Now available by internet! You can dig up a reasonably good quality recording at Pustiye Mesta
It's a reasonably clean recording, though clearly recorded by somebody who either didn't have a soundboard or had no idea how to use it, or was kind of making it up as he went along. Occasionally one or another of the mikes will go off or one of the "amplifiers" (is this one of those legendary occasions when they were amping through the TV?) will squawk unhappily, and sound level is somewhat inconsistent.
Things get underway with what seems a fairly restrained, album-faithful version of "Tonight"...faithful, that is, until halfway through when the mad keyboard kicks in, and then the whole thing goes pleasingly berserk and sets an anything-goes tone for the evening. If this is odd, however, it is only a warm-up for "Ashes," which incorporates what sounds like someone picking up a saxophone for the first time in his life and quack-quack-quacking at random over a totally schizoid Dr. Who keyboard and frantic drums. But it's so wonderfully uncontrolled and ill-advised it brings new life to those old "Ashes," and I find myself happily quacking along.

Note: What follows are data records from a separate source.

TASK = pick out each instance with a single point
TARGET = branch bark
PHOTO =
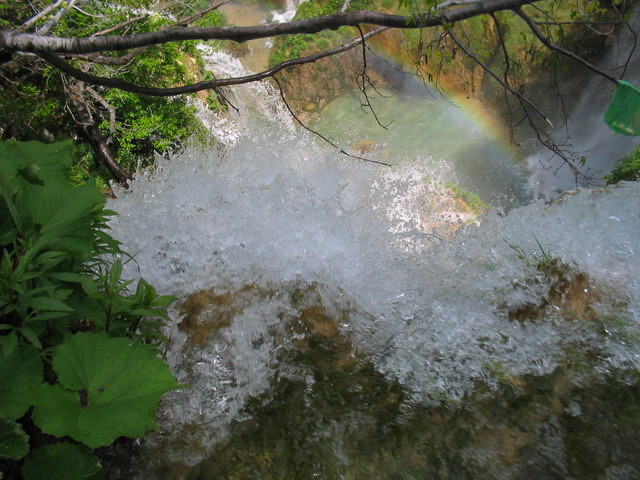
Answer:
(69, 69)
(93, 134)
(14, 40)
(552, 46)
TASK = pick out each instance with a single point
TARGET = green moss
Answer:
(627, 168)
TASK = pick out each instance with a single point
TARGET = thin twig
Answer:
(318, 134)
(362, 79)
(552, 46)
(69, 69)
(490, 72)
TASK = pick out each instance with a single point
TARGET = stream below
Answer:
(340, 319)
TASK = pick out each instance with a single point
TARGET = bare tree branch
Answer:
(69, 69)
(362, 80)
(318, 134)
(552, 46)
(56, 19)
(93, 134)
(109, 108)
(44, 12)
(490, 72)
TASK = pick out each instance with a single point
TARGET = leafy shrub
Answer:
(628, 168)
(76, 342)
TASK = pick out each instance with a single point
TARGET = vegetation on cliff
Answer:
(40, 103)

Next up is a very early take on "Eye," everyone's least favorite song off of Silver Day and there's nothing to particularly recommend this version either. The rarity "Knife Cutting Water" follows and is simply bizarre, all over the place, each instrument seemingly playing a different song, but dominated by the Waits-ian keyboard, which once again spins totally out of control by the end of the song, while someone goes ah, ah, ah, ah, ah, ah, ah, ah, ah, ah, ah, ah, ah in the background. I don't know quite what to make of it. It either eerily prefigures Laurie Anderson, or it's nothing in particular.
Then it's "Sun on Cold Water," also among the rarest of the rare, which features a simple, repetitive Dylan-esque riff, but it's easy see why it never became an album track. Kind of boring, really. "You Soothe Me," shows that the big B was biding his time for quite a while waiting to do that Vertinskiy tribute album. I actually like this semi-camp version rather more than one that crops up on Vertinskii Songs.
"Vana Khoya" is at least two times longer and sillier than the Radio Africa version. You have to love the meticulously plucked violin string simulating, well, something. Possibly a dulcimer. Or a sitar. I want some of the magic pelmeni they were ingesting when they composed this one. A relatively straight take on "Captain Africa" is then followed by "Dying Ducks and Bilious Screech Owls Take Over the Russian Forest in Anticipation of the Arrival of the Mad Nightingales," my own name for the more than 15 minutes of demented improvisation that sounds either very avant-garde or very, very intoxicated, depending on your point of view. I've listened to it both after five shots of vodka and entirely sober, and can report that the former condition is to be recommended.
Finally the owls and the ducks resolve themselves into "We'll Never Get Any Older." This is nowhere near as good as the Aroks i Shtyor version, but has merits of it's own: Gakkel gets to let it all hang out in a great cello solo; the keyboardist, Sergei Kuryokhin, peppers the song with lots Addams family organ chords; and every so often there's kind of a loud WAAAaaah noise which is possibly a kazoo...or just possibly a Kitty Karry-All doll. This remarkable instrument reappears on "Wonderful Dilettante," which is otherwise similar to the version found on Aroks i Shtyor. A spare, dirge-like version of "Rock 'n' Roll's Dead" mellows things out, both Boris and Dyusha sounding fairly ì¸ðòâ themselves: off-key and barely conscious. They pull themselves together, however, for a evening-ending medley of "Babylon" and "Aristocrat," shimmied through with something like their usual aplomb.
Also included on my copy (but not the Internet version) are two tracks recorded at a later date: "New Days" and "Theme For a New War." The first features an unusually hard-rocking guitar and Boris standing rather too close to his mike. Sounds to me like a song that with a little more tweaking and fine-tuning could have become something distinctly album-worthy; as it is, though, it has a half-finished quality. On the other track, Boris is now apparently standing about two yards from his mike (except for near the end of the song), but go Lyapin, go! Davai, davai! One of the wonderful things about some of these live albums is that he really gets to kick out the jams. But for the generally murky quality of the recording, this could be an absolute gem.